The DMCA includes a provision that allows subscription-based services that predate enactment of the statute to qualify for “reasonable” royalty rates that are lower than the market-based rates set by the Board every five years. To be eligible for this lower rate, the service must “perform[] sound recordings by means of noninteractive audio-only subscription digital audio transmissions” and must have been in existence and making such transmissions “to the public for a fee on or before July 31, 1998.” The rate may be unconditional if the transmission is made via the same medium as used on or before July 31, 1998, or may be conditional if made via a different medium and if several other requirements set forth in the DMCA are met. During its proceeding, the Board referred the issue of whether Music Choice qualified as a preexisting service to the Register of Copyrights as a “novel material question of substantive law.” The Register determined that no internet transmissions, regardless of what service they were offered through, could qualify for the lower rate because the legislative history of the DMCA indicated that the rate was meant only to apply to cable or satellite transmissions. The Board adhered to that legal opinion in its Final Determination.

As an initial matter, Music Choice argued that it was procedurally improper for the Register to consider the internet transmission issue because neither Music Choice nor SoundExchange presented the legal issue to the Board. The D.C. Circuit concluded that the referral was proper because SoundExchange had argued during the royalty proceeding that Music Choice’s internet transmissions, but not its television transmissions, should be subjected to the higher market rate.

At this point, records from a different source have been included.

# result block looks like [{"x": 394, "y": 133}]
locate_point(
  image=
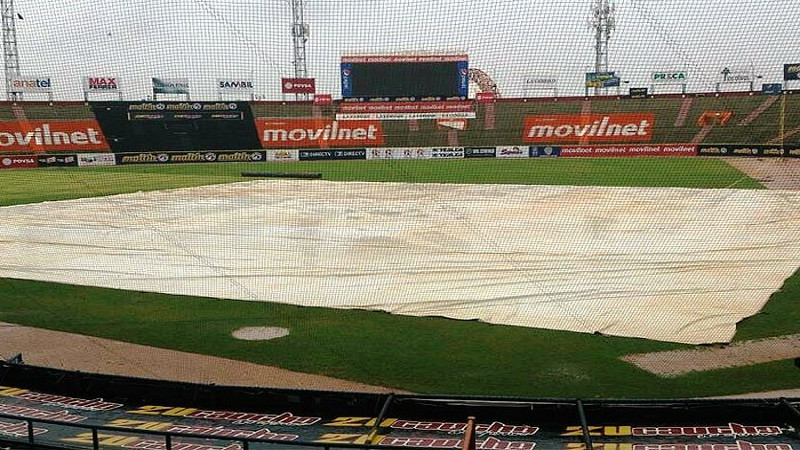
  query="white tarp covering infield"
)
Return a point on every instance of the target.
[{"x": 670, "y": 264}]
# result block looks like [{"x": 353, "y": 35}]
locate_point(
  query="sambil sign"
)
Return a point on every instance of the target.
[
  {"x": 632, "y": 127},
  {"x": 51, "y": 135},
  {"x": 102, "y": 84},
  {"x": 319, "y": 133},
  {"x": 298, "y": 85}
]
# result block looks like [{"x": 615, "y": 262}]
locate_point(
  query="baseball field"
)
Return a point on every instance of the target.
[{"x": 420, "y": 354}]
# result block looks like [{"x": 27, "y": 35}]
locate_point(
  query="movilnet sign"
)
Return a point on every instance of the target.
[
  {"x": 31, "y": 84},
  {"x": 170, "y": 85},
  {"x": 100, "y": 84},
  {"x": 319, "y": 133},
  {"x": 231, "y": 85},
  {"x": 791, "y": 71},
  {"x": 586, "y": 128},
  {"x": 51, "y": 135},
  {"x": 298, "y": 85}
]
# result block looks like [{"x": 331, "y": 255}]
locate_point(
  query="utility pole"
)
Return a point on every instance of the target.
[
  {"x": 603, "y": 23},
  {"x": 300, "y": 33},
  {"x": 10, "y": 53}
]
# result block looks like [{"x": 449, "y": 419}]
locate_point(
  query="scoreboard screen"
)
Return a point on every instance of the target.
[{"x": 393, "y": 77}]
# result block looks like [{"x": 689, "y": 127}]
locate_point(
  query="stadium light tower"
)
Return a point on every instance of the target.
[
  {"x": 10, "y": 53},
  {"x": 300, "y": 33},
  {"x": 603, "y": 23}
]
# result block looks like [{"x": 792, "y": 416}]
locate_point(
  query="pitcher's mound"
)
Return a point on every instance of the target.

Turning to the merits of the dispute, the court concluded that the Register, and thus the Board, erred in relying on the legislative history of the DMCA, because the text of the DMCA itself did not categorically exclude internet transmissions from the rate. Instead, the “preexisting subscription service” requirement in the statute referred “to both the business entity making the transmissions … and to the ‘program offering’ the entity provides.” Because no party disputed that Music Choice offered some digital audio transmissions over the internet as of July 31, 1998, those transmissions could potentially qualify for the lower rate. The D.C. Circuit remanded the issue to the Board to determine “the precise scope of Music Choice’s service offering as it actually existed on July 31, 1998,” and whether those services were offered via the same internet transmission medium as the services currently offered by Music Choice, which will determine whether the conditional or unconditional grandfathered rates will apply. Those internet offerings that were not available in 1998, potentially including internet-exclusive offerings and mobile applications, would not benefit from the lower rate and instead would be subject to the market royalty rate.

With respect to the audit procedures, the Board had determined that SoundExchange could conduct its own independent audit on any points deemed “outside the scope” of a defensive audit undertaken by Music Choice’s own independent auditors. The court determined that these audit procedures departed from the long-standing regulatory standard of permitting Music Choice to fulfill its audit obligations through a defensive independent audit alone, and thus impacted Music Choice’s reliance on the prior audit practice. The Board therefore violated the Administrative Procedures Act, according to the court, by acting “arbitrarily and capriciously” in making a substantive change to the long-standing audit procedure.